The newest venture undertaken by the food bank is a partnership with Meals on Wheels called Snack Pack Pals. Similar to the Back Pack Pals program for children, the Snack Pack program will provide weekend meals to needy adults, mostly, but not limited to, seniors.
"If you are homebound and need a meal, they will get one to you," Cotten said.
The bags are packed at the warehouse and then delivered to 200 individuals enrolled in the program by volunteers.
Cotten anticipates the Snack Pack Pals program will soon be as successful as Back Pack Pals in the public schools. In 2009-2010, Back Pack Pals had more than 700 children enrolled from 21 schools. More than 150 volunteers helped fill backpacks more than 22,000 times.
Clearing Up Confusion
Serving the growing food needs of the community is no easy task.
The Sandhills branch employs five full-time staff members and relies on countless volunteers and year-round donations to help meet the needs of its 104 partner agencies and the public.

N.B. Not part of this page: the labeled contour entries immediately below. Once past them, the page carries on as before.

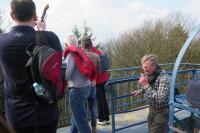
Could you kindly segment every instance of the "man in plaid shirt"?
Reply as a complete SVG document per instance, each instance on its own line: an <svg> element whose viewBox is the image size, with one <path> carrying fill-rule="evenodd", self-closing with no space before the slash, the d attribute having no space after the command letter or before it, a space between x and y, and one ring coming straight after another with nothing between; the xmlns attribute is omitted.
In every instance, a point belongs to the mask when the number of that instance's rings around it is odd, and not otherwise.
<svg viewBox="0 0 200 133"><path fill-rule="evenodd" d="M133 95L145 92L149 103L148 133L167 133L169 118L170 77L161 70L154 54L145 55L141 59L144 73L139 83L142 91L134 91Z"/></svg>

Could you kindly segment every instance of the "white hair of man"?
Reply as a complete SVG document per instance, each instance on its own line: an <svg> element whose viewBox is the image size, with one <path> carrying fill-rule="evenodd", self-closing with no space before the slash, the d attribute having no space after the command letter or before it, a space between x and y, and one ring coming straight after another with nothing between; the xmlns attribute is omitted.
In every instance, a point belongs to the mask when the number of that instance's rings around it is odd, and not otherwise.
<svg viewBox="0 0 200 133"><path fill-rule="evenodd" d="M150 61L152 65L158 65L157 56L155 54L147 54L142 57L141 64L144 64L146 61Z"/></svg>
<svg viewBox="0 0 200 133"><path fill-rule="evenodd" d="M66 45L75 45L78 46L78 38L74 34L70 34L67 36L65 40Z"/></svg>

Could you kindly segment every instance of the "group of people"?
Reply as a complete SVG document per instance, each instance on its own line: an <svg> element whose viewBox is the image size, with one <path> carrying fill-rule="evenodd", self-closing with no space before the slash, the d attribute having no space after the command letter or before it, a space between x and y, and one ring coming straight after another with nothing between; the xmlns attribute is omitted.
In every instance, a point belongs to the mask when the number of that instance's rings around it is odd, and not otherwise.
<svg viewBox="0 0 200 133"><path fill-rule="evenodd" d="M4 78L5 120L8 124L4 127L10 127L8 131L16 133L56 133L58 101L47 103L36 96L30 70L25 67L29 59L27 45L36 41L37 32L43 32L48 40L46 45L61 52L65 58L64 78L68 82L72 111L69 133L95 133L96 124L109 124L104 89L108 72L101 70L101 51L93 47L91 38L83 36L79 47L77 37L70 34L66 37L66 48L63 50L58 36L45 31L46 23L38 19L32 0L11 0L10 7L15 25L10 32L0 35L0 66ZM87 102L91 111L91 126L88 124Z"/></svg>
<svg viewBox="0 0 200 133"><path fill-rule="evenodd" d="M102 72L100 54L93 47L89 36L78 39L70 34L65 41L64 63L66 64L65 79L68 81L69 102L72 110L70 133L96 133L96 124L109 122L109 110L104 85L108 80L108 72ZM83 67L84 66L84 67ZM103 93L98 93L102 92ZM96 101L97 99L97 101ZM91 128L87 119L87 102L91 114ZM98 121L96 121L96 106Z"/></svg>
<svg viewBox="0 0 200 133"><path fill-rule="evenodd" d="M60 40L55 33L45 31L46 24L38 20L32 0L11 0L10 6L15 26L0 36L5 119L16 133L56 133L58 103L48 104L36 97L30 72L25 67L29 58L25 51L27 45L35 41L36 26L38 31L44 32L51 48L63 52ZM95 133L96 124L110 123L104 89L108 72L101 69L101 51L93 47L91 37L83 36L80 45L75 35L66 37L63 63L66 65L65 80L68 81L72 111L69 133ZM144 70L139 79L142 90L134 91L133 95L146 94L149 102L148 132L168 132L170 78L161 70L154 54L145 55L141 64ZM91 125L88 123L87 103Z"/></svg>

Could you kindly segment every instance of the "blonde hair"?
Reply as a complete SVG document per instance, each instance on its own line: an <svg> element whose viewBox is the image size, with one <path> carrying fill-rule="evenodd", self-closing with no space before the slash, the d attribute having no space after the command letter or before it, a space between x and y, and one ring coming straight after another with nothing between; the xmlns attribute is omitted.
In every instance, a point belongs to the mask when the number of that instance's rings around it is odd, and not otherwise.
<svg viewBox="0 0 200 133"><path fill-rule="evenodd" d="M70 35L67 36L65 43L67 43L67 45L78 46L78 38L76 37L76 35L70 34Z"/></svg>
<svg viewBox="0 0 200 133"><path fill-rule="evenodd" d="M155 54L146 54L141 59L141 64L144 64L146 61L150 61L152 65L157 65L158 60Z"/></svg>

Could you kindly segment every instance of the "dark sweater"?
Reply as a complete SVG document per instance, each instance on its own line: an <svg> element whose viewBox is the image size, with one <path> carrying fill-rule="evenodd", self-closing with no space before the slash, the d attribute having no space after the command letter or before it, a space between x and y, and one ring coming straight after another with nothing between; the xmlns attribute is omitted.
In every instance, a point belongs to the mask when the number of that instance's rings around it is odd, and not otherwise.
<svg viewBox="0 0 200 133"><path fill-rule="evenodd" d="M14 127L31 127L51 123L58 117L57 104L38 100L32 88L30 73L25 67L27 45L35 41L35 30L15 26L0 36L0 65L4 75L4 94L7 120ZM62 51L58 37L45 32L49 46Z"/></svg>

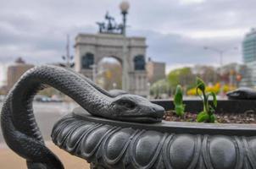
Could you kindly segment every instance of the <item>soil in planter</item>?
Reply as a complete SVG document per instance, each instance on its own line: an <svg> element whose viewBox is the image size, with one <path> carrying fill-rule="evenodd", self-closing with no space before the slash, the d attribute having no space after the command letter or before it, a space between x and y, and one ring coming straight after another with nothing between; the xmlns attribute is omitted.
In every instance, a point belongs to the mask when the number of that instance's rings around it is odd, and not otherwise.
<svg viewBox="0 0 256 169"><path fill-rule="evenodd" d="M248 111L244 113L216 113L220 123L256 123L256 113ZM174 111L166 111L164 120L172 122L196 122L197 113L186 112L184 118L178 117Z"/></svg>

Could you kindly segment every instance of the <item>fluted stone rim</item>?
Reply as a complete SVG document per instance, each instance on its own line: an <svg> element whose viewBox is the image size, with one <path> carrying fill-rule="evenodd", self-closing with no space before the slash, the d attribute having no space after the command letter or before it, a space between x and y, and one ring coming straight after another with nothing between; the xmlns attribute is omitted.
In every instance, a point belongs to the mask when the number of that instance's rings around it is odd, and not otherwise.
<svg viewBox="0 0 256 169"><path fill-rule="evenodd" d="M173 123L164 124L105 120L78 108L54 125L52 138L60 148L103 168L256 168L255 128L242 125L237 129L243 135L228 135L176 133ZM162 125L170 130L152 129ZM208 128L202 131L212 128L203 126ZM221 128L226 134L231 128Z"/></svg>

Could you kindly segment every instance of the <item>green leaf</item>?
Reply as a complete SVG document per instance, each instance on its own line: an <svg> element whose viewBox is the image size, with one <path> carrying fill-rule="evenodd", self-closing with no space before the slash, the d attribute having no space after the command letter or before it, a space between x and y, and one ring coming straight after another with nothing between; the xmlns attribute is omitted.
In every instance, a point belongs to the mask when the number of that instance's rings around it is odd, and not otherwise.
<svg viewBox="0 0 256 169"><path fill-rule="evenodd" d="M217 97L216 97L216 94L214 92L210 92L209 93L209 95L212 95L213 96L213 103L214 107L217 107Z"/></svg>
<svg viewBox="0 0 256 169"><path fill-rule="evenodd" d="M175 95L174 99L175 105L181 105L182 104L182 89L181 85L177 85L176 90L175 90Z"/></svg>
<svg viewBox="0 0 256 169"><path fill-rule="evenodd" d="M212 114L209 116L209 123L215 123L216 117L215 115Z"/></svg>
<svg viewBox="0 0 256 169"><path fill-rule="evenodd" d="M202 92L205 90L205 84L203 79L197 77L197 88L199 89Z"/></svg>
<svg viewBox="0 0 256 169"><path fill-rule="evenodd" d="M209 119L209 116L205 112L201 112L199 114L198 114L197 117L197 122L202 123L202 122L207 122Z"/></svg>

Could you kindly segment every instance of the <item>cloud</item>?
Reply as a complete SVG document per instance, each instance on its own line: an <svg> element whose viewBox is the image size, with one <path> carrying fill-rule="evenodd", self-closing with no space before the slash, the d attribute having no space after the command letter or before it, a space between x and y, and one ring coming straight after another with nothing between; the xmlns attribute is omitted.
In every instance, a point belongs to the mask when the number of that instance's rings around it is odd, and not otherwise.
<svg viewBox="0 0 256 169"><path fill-rule="evenodd" d="M0 0L0 62L23 57L36 64L60 62L66 35L96 33L95 22L107 10L121 21L119 2ZM218 64L218 53L203 46L240 46L256 23L254 0L131 0L128 35L146 36L147 57L168 65ZM72 54L74 50L72 49ZM241 62L240 51L227 51L224 63Z"/></svg>

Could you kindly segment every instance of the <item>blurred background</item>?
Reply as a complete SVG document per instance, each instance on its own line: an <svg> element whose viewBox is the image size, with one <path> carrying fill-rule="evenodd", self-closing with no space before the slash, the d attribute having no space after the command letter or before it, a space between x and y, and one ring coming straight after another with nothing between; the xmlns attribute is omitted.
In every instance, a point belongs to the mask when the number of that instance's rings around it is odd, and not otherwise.
<svg viewBox="0 0 256 169"><path fill-rule="evenodd" d="M0 107L22 74L42 64L149 99L171 99L179 84L185 99L197 99L196 77L219 99L256 86L254 0L0 3ZM53 88L35 97L46 140L51 125L75 106ZM0 144L0 155L8 154L1 132Z"/></svg>

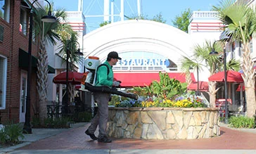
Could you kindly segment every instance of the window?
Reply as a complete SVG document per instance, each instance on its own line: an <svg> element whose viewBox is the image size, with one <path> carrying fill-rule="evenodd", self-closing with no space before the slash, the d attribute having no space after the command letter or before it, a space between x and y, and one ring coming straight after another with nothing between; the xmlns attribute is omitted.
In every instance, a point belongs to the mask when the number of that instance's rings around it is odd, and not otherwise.
<svg viewBox="0 0 256 154"><path fill-rule="evenodd" d="M23 34L27 34L27 13L26 9L20 8L20 32L23 33Z"/></svg>
<svg viewBox="0 0 256 154"><path fill-rule="evenodd" d="M10 20L10 1L11 0L0 0L0 18L8 23Z"/></svg>
<svg viewBox="0 0 256 154"><path fill-rule="evenodd" d="M7 58L0 55L0 109L6 108Z"/></svg>
<svg viewBox="0 0 256 154"><path fill-rule="evenodd" d="M0 0L1 1L1 0ZM30 15L30 6L25 1L20 2L20 28L19 30L23 34L26 35L28 32L28 18Z"/></svg>

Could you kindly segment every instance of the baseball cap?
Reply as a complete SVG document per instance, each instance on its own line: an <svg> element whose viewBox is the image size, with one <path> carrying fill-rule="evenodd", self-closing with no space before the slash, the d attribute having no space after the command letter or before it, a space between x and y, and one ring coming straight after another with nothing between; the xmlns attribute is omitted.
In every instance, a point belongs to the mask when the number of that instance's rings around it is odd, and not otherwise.
<svg viewBox="0 0 256 154"><path fill-rule="evenodd" d="M111 51L108 53L108 57L112 58L116 58L121 60L122 58L118 56L118 53L115 51Z"/></svg>

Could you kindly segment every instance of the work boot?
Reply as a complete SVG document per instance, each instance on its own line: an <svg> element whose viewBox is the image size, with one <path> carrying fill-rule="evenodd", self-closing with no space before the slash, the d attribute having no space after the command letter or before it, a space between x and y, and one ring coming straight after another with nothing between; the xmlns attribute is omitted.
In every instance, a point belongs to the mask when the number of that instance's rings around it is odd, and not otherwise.
<svg viewBox="0 0 256 154"><path fill-rule="evenodd" d="M88 129L84 132L85 134L90 136L91 139L93 140L96 140L98 138L95 136L94 134L89 133Z"/></svg>
<svg viewBox="0 0 256 154"><path fill-rule="evenodd" d="M103 136L98 138L98 142L103 142L103 143L110 143L112 142L112 140L110 139L108 139L107 136Z"/></svg>

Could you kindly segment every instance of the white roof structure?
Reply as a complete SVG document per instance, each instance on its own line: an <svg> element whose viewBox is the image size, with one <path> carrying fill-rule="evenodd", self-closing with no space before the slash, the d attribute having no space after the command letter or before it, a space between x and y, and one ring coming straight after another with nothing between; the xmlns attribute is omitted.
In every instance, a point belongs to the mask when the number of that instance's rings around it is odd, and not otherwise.
<svg viewBox="0 0 256 154"><path fill-rule="evenodd" d="M112 51L155 53L178 65L182 56L189 57L195 43L187 33L167 24L146 20L129 20L105 25L84 37L85 58L105 60ZM136 58L136 57L134 57Z"/></svg>

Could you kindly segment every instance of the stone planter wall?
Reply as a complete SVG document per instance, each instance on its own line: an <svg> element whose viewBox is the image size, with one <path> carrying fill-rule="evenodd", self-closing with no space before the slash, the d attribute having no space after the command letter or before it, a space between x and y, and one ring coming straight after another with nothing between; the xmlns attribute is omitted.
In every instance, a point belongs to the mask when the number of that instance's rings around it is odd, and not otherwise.
<svg viewBox="0 0 256 154"><path fill-rule="evenodd" d="M109 108L108 135L141 139L219 136L217 108Z"/></svg>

Cotten said one of the biggest problems facing the food bank is recognition. He says that too often people confuse the organization with a partner organization, not understanding what the food back is all about.
The Sandhills branch has been in its current location on Sandy Avenue for seven years. But folks still don't know where local food bank is located, or exactly what its role is.
"We are the only food bank in our area," Cotten said. "Sometimes people get confused. They use food bank and food pantry interchangeably. As the food bank, we provide food for all our partner agencies. We are able to come here and get food."
Cotten said his organization is not in competition with its partner agencies, but said donations to the food bank serve a greater need than a donation to one single pantry.
"We are more diversified in our giving," Cotten said. "If you give to us, your donation is used here, but we also get support from a larger organization to subsidize the needs."